🤖 AI Summary
Traditional activity-based travel demand models (ABMs) rely on simplified behavioral heuristics, resulting in high development costs and poor transferability across regions. To address these limitations, this paper proposes a fully generative, data-driven modeling paradigm that integrates population synthesis, activity chain generation, location assignment, and large-scale microscopic traffic simulation in an end-to-end manner—eliminating hand-crafted behavioral assumptions and enabling lightweight, rapidly deployable models across diverse urban contexts. The approach synergistically combines deep generative models with statistical synthesis algorithms, scaling to metropolitan areas with populations exceeding ten million. Empirical evaluation in Los Angeles demonstrates high fidelity: OD matrix cosine similarity of 0.97; VMT Jensen–Shannon divergence (JSD) of 0.006 (MAPE = 9.8%); and corridor-level speed and flow JSD of 0.001 (MAPE = 6.11%). These results significantly outperform conventional ABMs, validating the framework’s accuracy, scalability, and generalizability.
📝 Abstract
Travel demand models are critical tools for planning, policy, and mobility system design.
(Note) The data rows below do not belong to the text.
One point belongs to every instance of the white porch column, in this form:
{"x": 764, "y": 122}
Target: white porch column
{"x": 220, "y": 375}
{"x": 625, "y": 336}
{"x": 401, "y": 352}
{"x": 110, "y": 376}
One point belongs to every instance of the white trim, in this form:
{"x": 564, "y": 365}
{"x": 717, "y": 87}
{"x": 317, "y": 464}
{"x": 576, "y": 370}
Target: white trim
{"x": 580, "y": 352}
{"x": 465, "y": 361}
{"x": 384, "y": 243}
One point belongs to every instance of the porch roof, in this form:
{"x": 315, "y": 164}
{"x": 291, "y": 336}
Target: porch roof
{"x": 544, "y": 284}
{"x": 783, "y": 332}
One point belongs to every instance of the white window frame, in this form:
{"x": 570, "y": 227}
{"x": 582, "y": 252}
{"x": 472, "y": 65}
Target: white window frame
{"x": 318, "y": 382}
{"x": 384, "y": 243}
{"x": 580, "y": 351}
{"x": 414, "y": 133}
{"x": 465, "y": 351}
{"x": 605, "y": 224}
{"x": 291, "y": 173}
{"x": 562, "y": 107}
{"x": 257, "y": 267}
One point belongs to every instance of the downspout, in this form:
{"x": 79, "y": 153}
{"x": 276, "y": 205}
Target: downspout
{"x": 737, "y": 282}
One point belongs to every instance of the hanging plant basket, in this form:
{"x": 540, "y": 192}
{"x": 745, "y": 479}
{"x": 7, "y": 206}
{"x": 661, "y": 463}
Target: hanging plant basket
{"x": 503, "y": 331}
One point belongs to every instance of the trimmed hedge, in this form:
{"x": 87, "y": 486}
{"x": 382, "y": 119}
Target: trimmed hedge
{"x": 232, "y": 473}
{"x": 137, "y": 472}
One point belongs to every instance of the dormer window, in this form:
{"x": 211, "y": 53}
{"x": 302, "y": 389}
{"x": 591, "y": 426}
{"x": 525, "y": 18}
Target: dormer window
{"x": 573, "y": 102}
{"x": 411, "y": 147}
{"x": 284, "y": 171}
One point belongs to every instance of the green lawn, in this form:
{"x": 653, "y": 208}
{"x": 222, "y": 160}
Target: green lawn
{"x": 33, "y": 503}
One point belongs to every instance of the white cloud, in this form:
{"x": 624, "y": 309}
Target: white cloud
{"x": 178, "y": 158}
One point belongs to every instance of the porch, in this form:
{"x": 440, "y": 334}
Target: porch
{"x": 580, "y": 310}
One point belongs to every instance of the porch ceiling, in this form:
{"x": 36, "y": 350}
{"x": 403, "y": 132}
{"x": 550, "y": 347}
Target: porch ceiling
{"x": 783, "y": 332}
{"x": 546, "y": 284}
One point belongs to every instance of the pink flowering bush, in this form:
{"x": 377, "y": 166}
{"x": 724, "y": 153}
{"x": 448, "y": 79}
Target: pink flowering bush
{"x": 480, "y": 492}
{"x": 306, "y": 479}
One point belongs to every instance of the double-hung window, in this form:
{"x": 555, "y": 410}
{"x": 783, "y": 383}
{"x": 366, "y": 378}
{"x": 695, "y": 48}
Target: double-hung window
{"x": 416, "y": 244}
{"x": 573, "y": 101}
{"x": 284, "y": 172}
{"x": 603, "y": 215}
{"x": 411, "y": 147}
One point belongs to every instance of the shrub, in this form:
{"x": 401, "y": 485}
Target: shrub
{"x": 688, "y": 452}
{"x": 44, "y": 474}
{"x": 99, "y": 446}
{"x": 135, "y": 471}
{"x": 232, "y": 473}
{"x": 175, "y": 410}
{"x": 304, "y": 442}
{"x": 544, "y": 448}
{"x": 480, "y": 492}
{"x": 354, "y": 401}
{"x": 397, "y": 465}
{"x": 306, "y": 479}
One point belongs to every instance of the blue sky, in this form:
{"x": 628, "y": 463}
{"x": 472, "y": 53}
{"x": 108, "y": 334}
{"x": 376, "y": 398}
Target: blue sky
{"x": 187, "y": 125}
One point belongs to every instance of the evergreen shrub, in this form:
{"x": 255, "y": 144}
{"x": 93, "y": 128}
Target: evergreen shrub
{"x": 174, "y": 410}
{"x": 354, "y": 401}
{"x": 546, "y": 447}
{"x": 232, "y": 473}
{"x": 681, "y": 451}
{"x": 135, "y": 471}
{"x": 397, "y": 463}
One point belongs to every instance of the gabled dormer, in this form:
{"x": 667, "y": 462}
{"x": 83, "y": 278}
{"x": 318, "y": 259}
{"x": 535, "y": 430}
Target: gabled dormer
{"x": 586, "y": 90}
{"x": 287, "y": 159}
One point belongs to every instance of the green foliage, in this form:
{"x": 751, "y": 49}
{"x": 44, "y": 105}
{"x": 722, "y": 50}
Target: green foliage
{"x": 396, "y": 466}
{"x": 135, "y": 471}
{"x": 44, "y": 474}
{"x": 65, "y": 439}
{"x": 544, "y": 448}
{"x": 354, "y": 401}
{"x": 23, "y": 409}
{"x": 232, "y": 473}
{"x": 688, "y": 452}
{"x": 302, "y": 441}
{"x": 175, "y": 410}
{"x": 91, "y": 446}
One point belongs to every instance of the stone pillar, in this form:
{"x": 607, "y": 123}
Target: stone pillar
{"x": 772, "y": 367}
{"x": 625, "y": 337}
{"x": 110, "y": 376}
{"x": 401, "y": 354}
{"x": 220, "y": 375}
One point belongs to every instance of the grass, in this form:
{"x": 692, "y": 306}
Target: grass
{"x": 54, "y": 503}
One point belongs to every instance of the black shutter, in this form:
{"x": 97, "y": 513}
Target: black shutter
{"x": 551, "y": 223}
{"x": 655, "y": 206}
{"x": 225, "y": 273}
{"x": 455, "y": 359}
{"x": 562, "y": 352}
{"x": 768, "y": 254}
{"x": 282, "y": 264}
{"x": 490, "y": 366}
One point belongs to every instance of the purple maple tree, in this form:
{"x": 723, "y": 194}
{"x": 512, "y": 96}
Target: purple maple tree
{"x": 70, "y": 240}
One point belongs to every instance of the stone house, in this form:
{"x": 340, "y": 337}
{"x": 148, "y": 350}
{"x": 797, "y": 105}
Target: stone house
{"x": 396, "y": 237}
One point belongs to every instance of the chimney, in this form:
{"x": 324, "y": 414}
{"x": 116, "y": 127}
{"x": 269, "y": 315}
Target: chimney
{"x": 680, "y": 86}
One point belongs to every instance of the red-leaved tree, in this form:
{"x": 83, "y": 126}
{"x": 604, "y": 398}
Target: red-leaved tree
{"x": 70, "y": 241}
Traditional activity-based models (ABMs), although grounded in behavioral theories, often rely on simplified rules and assumptions, and are costly to develop and difficult to adapt across different regions. This paper presents a learning-based travel demand modeling framework that synthesizes household-coordinated daily activity patterns based on a household's socio-demographic profiles. The whole framework integrates population synthesis, coordinated activity generation, location assignment, and large-scale microscopic traffic simulation into a unified system. It is fully generative, data-driven, scalable, and transferable to other regions. A full-pipeline implementation is conducted in Los Angeles with a 10 million population. Comprehensive validation shows that the model closely replicates real-world mobility patterns and matches the performance of legacy ABMs with significantly reduced modeling cost and greater scalability. With respect to the SCAG ABM benchmark, the origin-destination matrix achieves a cosine similarity of 0.97, and the daily vehicle miles traveled (VMT) in the network yields a 0.006 Jensen-Shannon Divergence (JSD) and a 9.8% mean absolute percentage error (MAPE). When compared to real-world observations from Caltrans PeMS, the evaluation on corridor-level traffic speed and volume reaches a 0.001 JSD and a 6.11% MAPE.